(感想)『キャッチャー・イン・ザ・ライ』J.D.サリンジャー 村上春樹訳(白水社)


描かれる感情が細やかでした。若い時の言い知れぬ不安というか、何かしたい、けどこれじゃない、何かが出来る気がする、これからどうなる?
楽しい、楽しくない……ころころと変わる気分。すごくわかる気がしました。
私自身思い出したのは、お正月に田舎に帰ってだらだらと過ごした時間です。ただ時間が過ぎていくと、何かしなくていいんだろうかと焦りのような、心が苦しいように感じることがありました。今でもたまにあります。


主人公の僕は、優しいと思いました。それは好きな人にも嫌いな人にも、平等に接していると感じたからです。嫌いだからって否定することはしない。そのままその人として受け入れて、一緒に遊びに行くこともある。そういうところ、私にはない気がします。
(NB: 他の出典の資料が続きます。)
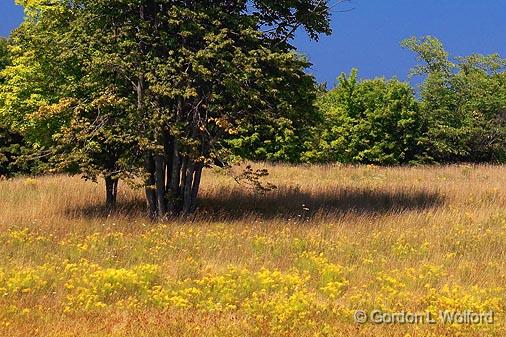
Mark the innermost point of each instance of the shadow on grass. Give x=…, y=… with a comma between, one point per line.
x=237, y=204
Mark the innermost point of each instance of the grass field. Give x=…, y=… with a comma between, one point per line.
x=298, y=261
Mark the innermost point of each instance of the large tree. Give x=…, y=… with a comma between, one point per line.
x=463, y=102
x=173, y=78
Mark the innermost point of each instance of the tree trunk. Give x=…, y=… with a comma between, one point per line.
x=188, y=184
x=160, y=185
x=149, y=166
x=174, y=184
x=196, y=187
x=111, y=192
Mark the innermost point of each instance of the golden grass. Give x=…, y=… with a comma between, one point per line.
x=296, y=262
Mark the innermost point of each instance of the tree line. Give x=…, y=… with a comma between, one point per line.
x=157, y=90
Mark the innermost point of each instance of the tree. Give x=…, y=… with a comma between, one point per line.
x=183, y=75
x=463, y=102
x=372, y=121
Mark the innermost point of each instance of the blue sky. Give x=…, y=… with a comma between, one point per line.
x=368, y=37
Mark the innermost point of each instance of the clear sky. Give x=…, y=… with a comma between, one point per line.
x=368, y=37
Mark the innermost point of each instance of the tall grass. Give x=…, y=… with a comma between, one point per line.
x=333, y=238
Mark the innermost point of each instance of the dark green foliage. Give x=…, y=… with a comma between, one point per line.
x=372, y=121
x=464, y=104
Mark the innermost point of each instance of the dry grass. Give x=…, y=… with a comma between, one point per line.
x=346, y=238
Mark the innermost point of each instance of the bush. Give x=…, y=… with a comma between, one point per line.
x=372, y=121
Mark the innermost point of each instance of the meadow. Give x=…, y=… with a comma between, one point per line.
x=297, y=261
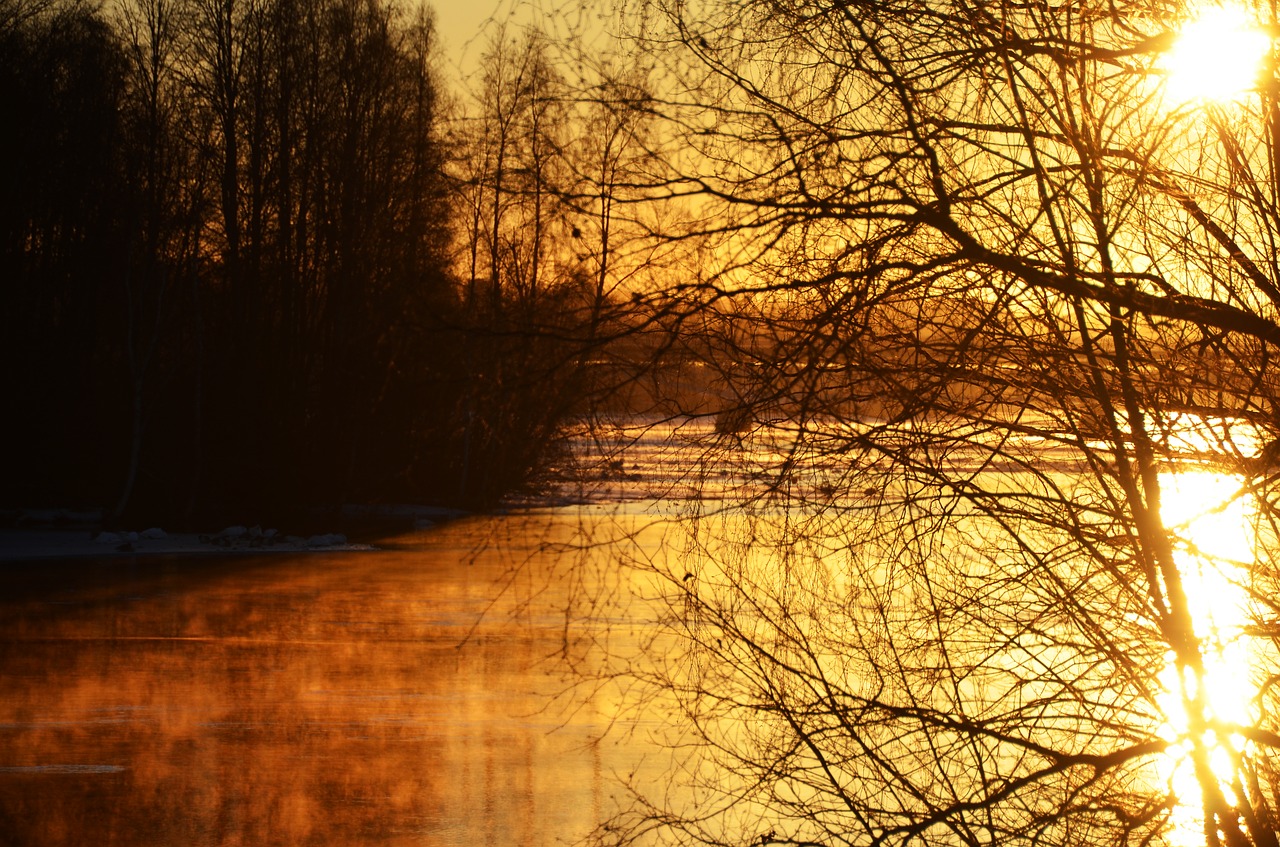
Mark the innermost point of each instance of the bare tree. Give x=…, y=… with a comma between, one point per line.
x=992, y=300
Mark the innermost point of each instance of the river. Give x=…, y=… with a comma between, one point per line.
x=400, y=696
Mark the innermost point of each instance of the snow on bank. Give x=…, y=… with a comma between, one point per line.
x=45, y=544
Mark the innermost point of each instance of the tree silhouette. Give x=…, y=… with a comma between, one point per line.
x=987, y=302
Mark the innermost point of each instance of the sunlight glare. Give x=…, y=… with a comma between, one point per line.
x=1207, y=512
x=1217, y=56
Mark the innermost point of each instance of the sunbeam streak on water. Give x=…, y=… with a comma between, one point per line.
x=1208, y=516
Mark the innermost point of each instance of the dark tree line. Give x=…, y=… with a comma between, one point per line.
x=227, y=278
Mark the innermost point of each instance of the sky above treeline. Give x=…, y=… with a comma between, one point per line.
x=461, y=24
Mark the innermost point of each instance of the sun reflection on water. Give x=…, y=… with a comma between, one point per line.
x=1210, y=517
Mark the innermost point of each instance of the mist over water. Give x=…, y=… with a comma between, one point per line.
x=392, y=697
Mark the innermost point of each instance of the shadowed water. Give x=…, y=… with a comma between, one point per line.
x=387, y=697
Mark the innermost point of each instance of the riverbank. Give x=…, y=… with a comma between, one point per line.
x=45, y=534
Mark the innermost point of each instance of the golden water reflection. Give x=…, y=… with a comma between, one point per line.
x=1210, y=516
x=327, y=699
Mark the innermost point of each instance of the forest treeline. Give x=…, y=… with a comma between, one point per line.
x=240, y=275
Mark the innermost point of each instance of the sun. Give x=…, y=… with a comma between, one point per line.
x=1216, y=58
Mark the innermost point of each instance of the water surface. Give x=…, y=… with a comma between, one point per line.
x=389, y=697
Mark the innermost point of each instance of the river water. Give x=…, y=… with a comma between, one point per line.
x=423, y=694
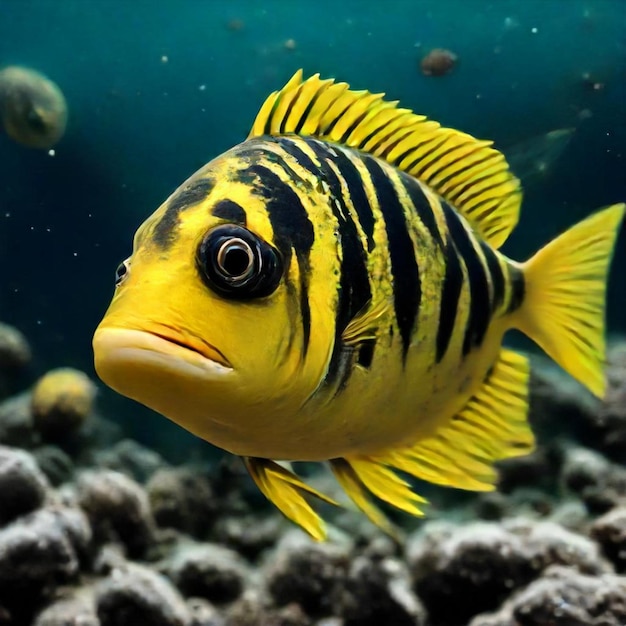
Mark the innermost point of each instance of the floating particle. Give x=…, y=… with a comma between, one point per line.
x=438, y=62
x=32, y=107
x=235, y=24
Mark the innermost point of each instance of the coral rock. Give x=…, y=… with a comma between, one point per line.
x=77, y=610
x=134, y=595
x=118, y=509
x=564, y=597
x=208, y=571
x=380, y=593
x=307, y=573
x=54, y=463
x=38, y=553
x=22, y=484
x=610, y=532
x=182, y=499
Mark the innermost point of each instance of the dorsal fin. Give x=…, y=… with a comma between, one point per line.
x=467, y=172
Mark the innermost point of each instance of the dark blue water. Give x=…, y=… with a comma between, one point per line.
x=157, y=88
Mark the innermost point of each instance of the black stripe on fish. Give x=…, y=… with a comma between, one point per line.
x=496, y=274
x=480, y=311
x=518, y=288
x=407, y=288
x=450, y=294
x=301, y=157
x=189, y=195
x=366, y=353
x=294, y=99
x=358, y=197
x=359, y=118
x=230, y=211
x=292, y=230
x=423, y=208
x=354, y=291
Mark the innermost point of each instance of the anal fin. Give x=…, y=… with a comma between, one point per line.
x=491, y=427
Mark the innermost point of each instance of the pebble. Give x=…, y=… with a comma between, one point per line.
x=118, y=509
x=610, y=532
x=134, y=595
x=182, y=499
x=309, y=574
x=208, y=571
x=131, y=458
x=38, y=553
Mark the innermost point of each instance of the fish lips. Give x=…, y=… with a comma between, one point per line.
x=118, y=351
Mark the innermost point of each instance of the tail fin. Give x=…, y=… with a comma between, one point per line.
x=563, y=309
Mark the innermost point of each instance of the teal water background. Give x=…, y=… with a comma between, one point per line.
x=157, y=88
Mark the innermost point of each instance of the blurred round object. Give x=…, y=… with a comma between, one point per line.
x=62, y=400
x=14, y=349
x=438, y=62
x=32, y=107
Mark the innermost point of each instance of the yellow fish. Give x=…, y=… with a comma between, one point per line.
x=331, y=290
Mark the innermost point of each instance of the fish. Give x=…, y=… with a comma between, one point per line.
x=534, y=159
x=331, y=290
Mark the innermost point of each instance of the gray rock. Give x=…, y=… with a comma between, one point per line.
x=203, y=613
x=131, y=458
x=310, y=574
x=182, y=499
x=475, y=568
x=379, y=592
x=253, y=609
x=564, y=597
x=610, y=532
x=249, y=535
x=38, y=553
x=546, y=543
x=118, y=510
x=23, y=486
x=208, y=571
x=609, y=422
x=133, y=595
x=14, y=349
x=600, y=484
x=54, y=463
x=15, y=354
x=77, y=610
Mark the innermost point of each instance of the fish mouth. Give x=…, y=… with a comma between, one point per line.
x=117, y=346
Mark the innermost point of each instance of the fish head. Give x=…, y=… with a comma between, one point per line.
x=213, y=322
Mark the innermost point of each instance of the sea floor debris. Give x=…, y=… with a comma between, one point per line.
x=99, y=530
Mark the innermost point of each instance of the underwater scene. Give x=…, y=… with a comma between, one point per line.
x=312, y=313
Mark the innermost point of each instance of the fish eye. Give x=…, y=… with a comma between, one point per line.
x=122, y=271
x=236, y=263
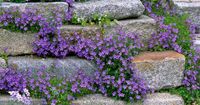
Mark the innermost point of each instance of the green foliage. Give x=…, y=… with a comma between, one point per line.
x=191, y=97
x=58, y=90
他に主人公の僕について印象に残っているのは、物事の表だけじゃなくて、裏の部分まで見通せてしまう感覚の鋭さです。
舞台に立つ人の、舞台を降りた後のことを想像出来たり、ピアノを弾いている人の内面まで、その姿から読み取ったりしていました。ピアノの人が有名な自分に酔っているのも、見たらわかってしまうんですね。どうやったら初心のままで居続けられるのかな。
誰かの意見じゃなく、自分で物事をみて判断している僕にあこがれます。


作品の文体が、僕が読み手に話しかけてくれるように書かれているので、すっと言葉が心に入り込んできました。
今の私自身のちょっとした悩みも、僕が一緒に共有してくれているようで、なんだか気分も晴れたように感じました。僕の苦しみも合わせて二人で分け合ったら、一人で全部持ってるより、量は同じでも楽かもしれない。やっぱり一人じゃ生きられないのねと実感しました。
僕には本当に物語の才能があると思いました。